Friday, June 22, 2012

Exciting news

We have had some of the best news of the year this week. The woman we met at the swimming pool has contacted us as she and another want to do some work with Sothy. The arrangement we have agreed on couldn't be more perfect. The woman called Debbie is American and has experience with working with deaf blind children. She will come to the orphanage two to three times a week to work with the staff on how to communicate and help Sothy, she will be in Cambodia indefinitely, so I hope will form quite an attachment with Sothy and become a long term mentor. There is also a university student who is taking a year long break in Cambodia who is looking for volunteer work.She is deaf herself and is willing to volunteer full time doing activities and teaching Sothy sign language (through touch). Amazing that we managed to bump into Debbie! I was very worried for Sothy and his future prospects but I think Debbie and Holly  will be able to make a big difference to his quality of life. I am very very happy for Sothy.

For Project Trust we have to do a community study. I am doing mine based on the trial of the Leaders of the Khmer rouge regime. I have been having some interesting conversations with various people about the trial and Beth and I went to visit the court. I found the visit to the court surprisingly interesting and enjoyable. The court is made up of a mixture of international and Khmer people which means that french English and Khmer are all being spoken at the same time. Everyone wears a headset tuned into a channel so 3 languages are flying around the court which I am pretty sure was causing some problems, but I was very impressed with the system. The session I watched was the giving of evidence by a man that had run various communes, he had clearly spent years justifying what he had done to himself and was desperately trying to convince the court he had treated those in his commune well. This man will never go on trial though so I don't think the court were very interested. Through talking to Cambodians I have discovered that the interest in the trial is very low and suppressed further by the fear of talking about politics.It does seem that putting so few people on trial especially as they are so old is slightly futile, but the main thing I learned at the court was that it doesn't matter what the convictions are, the trial is very important for extracting information on the regime. I think it is so important that the Khmer people are educated on what happened during the regime and the trial is discovering lots of useful material. The court (I expect the UN section) is keen to increase awareness of the trial amongst the Khmer so offer group visits to the court with costs covered, we are really hoping to be able to arrange a visit with some of the older children before we leave in a month. The court is on a break until the 16th of July though so it will be tricky.

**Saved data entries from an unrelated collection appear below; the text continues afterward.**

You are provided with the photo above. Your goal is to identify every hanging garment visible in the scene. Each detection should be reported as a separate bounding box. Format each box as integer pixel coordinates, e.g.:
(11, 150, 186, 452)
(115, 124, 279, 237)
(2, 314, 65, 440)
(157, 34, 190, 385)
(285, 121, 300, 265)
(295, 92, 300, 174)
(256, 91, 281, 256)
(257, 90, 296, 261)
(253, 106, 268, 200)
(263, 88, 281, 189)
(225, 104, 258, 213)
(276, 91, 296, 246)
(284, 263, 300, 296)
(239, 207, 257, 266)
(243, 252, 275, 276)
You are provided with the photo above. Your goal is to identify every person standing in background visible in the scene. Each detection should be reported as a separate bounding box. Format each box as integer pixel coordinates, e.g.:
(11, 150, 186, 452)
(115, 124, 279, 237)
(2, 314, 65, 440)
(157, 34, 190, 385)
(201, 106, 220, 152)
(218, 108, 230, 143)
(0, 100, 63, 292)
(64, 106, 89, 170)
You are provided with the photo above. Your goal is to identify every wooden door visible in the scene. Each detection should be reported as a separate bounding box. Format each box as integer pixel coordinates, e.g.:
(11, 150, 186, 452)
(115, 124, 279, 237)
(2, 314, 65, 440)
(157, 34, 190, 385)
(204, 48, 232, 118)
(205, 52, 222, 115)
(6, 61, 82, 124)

We took all the children to a small water park last week which they loved. We stayed all day and had the whole park to ourselves which was nice. It was much less stressful than you would imagine as the swimming pools were like giant paddling pools so not too deep. The children only left the water for lunch in an 8 hr day! A few of them have consequently had sore blistered noses and to their great indignation they all turned black and have extreme tan lines.

Thats all the main events of the past couple of weeks. Other news is that we have finally got a delivery of money from unicef so we have been working on budgets which I find very boring. We have now got a routine for when the children will recieve new clothes which will be good but sadly we won't be here for the first installment. Beth and I are finding it rather sad at the moment, as there are quite a few things we are discussing and initiating which we won't be here to follow through with or see the results, it will be nice for the next volunteers to arrive to some intersting activities though.